実務上、施術録に医師から施術について同意を得た記載があれば、医師の同意書の添付は必要としません。

保険請求の不正に接骨院が利用されることが多く、先の取り決めがなされています。
疑わしいものについては、調査が行われます。

③治癒後の施術
医療機関で治癒と判断された以降の施術に対しては、認定されません。

④領収書のみ
柔道整復師の施術費は、施術証明書にまとめて請求するのですが、領収書による請求であっても施術部位や回数が明示され、施術費が金額的に妥当で施術の必要性があると判断できるものは認定されています。

⑤往療料
往療は特殊なケースに限定され、受傷状況、部位その他往療を必要とする特段の理由が明らかに判断できるときに限って、妥当な範囲で認定されています。

⑥XP検査料
柔道整復師が行ったXPの検査料は認定されません。
エックス線の照射は、診療放射線技師法24条により、診療放射線技師の免許を有しない者が患者の身体にエックス線照射をすることを禁じています。
仮に柔道整復師がこの免許を有していても、施術所内で照射することは法26条2の違反となります。

⑦入室料
入院施設を有する柔道整復師宅における入室施術は、被害者の受傷状況、年令により通院に著しく不便を来すときで、柔道整復師の治療を受けるに至った経緯や治療の継続にやむを得ない事情があるとき、具体的には、豪雪地区や無医村等で被害者の通院に著しく不便を来すときに限って認定されます。
しかし、入院日数=通院日数として取扱い、諸雑費の認定はなされません。

⑧あんま、マッサージ、指圧師、はり師、きゅう師の施術
あんま・マッサージ・指圧師、はり師、きゅう師の施術費用については、原則として医師が必要とする場合に限り認定するとされています。

あんま、マッサージ、指圧師、はり師、きゅう師の施術

ただし、医師の治療を全く受けないときは、医師の治療を受けられなかった理由が必要となり、やむを得ない事情であると判断されるケースに限って認定されています。
先の柔道整復師に比較して、狭められた扱いとなっています。

無資格者が行う施術やカイロプラクティック、気功や、イオン療法、酵素療法の特殊療法は、いずれも民間療法とされており、一切認められていません。

呪術や信仰

呪術や信仰も当然のことながら、支払の対象にはなりません。

自動車損害賠償保障法は、労災保険法を基礎として制定されおり、そして労災保険法は、1911年、明治44年に制定された工場法を基礎としているのです。
こうした時代背景もあって、治療については、医師だけではなく、柔道整復、あんま、マッサージ、指圧師、鍼灸師の施術をも含め、細かく規定されています。

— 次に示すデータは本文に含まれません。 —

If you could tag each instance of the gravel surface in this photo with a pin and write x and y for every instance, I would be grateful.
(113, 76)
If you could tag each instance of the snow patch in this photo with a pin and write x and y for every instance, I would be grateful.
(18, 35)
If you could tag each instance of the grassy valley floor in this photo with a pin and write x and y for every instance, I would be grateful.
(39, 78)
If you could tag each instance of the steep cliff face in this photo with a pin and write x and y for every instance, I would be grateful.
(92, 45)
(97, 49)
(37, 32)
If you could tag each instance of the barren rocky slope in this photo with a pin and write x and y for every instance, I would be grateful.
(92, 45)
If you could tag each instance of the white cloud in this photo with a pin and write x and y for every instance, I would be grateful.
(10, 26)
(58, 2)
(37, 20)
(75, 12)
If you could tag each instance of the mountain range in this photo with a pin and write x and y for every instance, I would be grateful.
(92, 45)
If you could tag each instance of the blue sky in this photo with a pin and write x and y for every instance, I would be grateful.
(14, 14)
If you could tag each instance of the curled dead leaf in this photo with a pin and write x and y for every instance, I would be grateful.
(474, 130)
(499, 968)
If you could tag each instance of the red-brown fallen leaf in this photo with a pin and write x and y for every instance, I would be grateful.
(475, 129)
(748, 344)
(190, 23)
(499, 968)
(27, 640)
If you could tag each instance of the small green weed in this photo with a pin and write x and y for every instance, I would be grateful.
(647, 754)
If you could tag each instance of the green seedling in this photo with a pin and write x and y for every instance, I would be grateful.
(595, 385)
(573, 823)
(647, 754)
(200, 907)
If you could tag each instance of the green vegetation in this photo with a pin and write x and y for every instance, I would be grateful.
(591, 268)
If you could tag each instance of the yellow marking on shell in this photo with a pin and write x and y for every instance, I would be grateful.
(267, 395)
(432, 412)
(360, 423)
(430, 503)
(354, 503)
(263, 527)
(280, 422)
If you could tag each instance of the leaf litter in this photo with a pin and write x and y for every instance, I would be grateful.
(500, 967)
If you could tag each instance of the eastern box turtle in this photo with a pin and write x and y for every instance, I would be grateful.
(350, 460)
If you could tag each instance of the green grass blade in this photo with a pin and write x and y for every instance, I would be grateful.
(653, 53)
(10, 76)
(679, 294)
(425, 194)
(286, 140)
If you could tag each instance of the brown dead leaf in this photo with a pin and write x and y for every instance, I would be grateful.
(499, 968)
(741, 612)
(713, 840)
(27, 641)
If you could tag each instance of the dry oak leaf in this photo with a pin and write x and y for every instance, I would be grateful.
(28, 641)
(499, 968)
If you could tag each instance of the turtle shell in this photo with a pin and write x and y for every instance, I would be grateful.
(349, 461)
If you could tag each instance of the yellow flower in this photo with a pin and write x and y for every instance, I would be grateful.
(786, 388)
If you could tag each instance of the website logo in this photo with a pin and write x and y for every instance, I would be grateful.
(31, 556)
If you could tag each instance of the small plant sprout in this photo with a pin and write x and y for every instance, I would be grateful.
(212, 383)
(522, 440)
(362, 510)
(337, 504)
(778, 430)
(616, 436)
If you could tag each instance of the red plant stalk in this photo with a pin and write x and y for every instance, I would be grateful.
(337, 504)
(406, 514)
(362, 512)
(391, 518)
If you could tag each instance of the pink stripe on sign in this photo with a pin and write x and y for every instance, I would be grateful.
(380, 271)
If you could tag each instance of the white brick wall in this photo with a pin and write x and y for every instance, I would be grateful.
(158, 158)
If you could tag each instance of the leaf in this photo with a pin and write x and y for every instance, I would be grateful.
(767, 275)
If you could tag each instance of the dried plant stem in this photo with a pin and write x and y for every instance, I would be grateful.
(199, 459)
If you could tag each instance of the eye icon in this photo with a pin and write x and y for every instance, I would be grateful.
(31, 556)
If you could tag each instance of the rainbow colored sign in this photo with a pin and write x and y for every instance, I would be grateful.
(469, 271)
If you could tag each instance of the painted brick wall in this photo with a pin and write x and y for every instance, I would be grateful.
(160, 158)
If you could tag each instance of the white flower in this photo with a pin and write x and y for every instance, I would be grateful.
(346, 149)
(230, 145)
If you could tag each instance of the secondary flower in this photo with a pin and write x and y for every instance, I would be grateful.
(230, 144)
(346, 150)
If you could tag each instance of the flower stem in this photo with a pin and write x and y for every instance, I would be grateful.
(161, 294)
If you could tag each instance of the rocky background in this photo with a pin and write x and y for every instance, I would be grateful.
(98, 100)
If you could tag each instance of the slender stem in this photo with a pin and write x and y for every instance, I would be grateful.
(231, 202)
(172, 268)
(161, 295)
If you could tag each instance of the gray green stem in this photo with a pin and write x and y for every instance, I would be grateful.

しかし、現実の運用は、診断権を有する医師の治療がメインとされています。
柔道整復、あんま、鍼灸は、医療類似行為、施術と分類されているのです。
そして後遺障害の審査では、施術は、治療実績としては評価されていないのです。

したがって、弁護士としては、
「整骨院、鍼灸院に通院するのではなく、あくまでも、医師の治療に専念してください。」
依頼人を指導しなければなりません。
でないと、後遺障害が否定される不利益が発生するからです。

(6)自己経営の治療機関で治療

加害者が経営する病院で被害者の治療を行う?

加害者が経営する病院で被害者の治療を行う?
医師である被害者が、自己経営の病院で治療を受ける?
いずれも認められています。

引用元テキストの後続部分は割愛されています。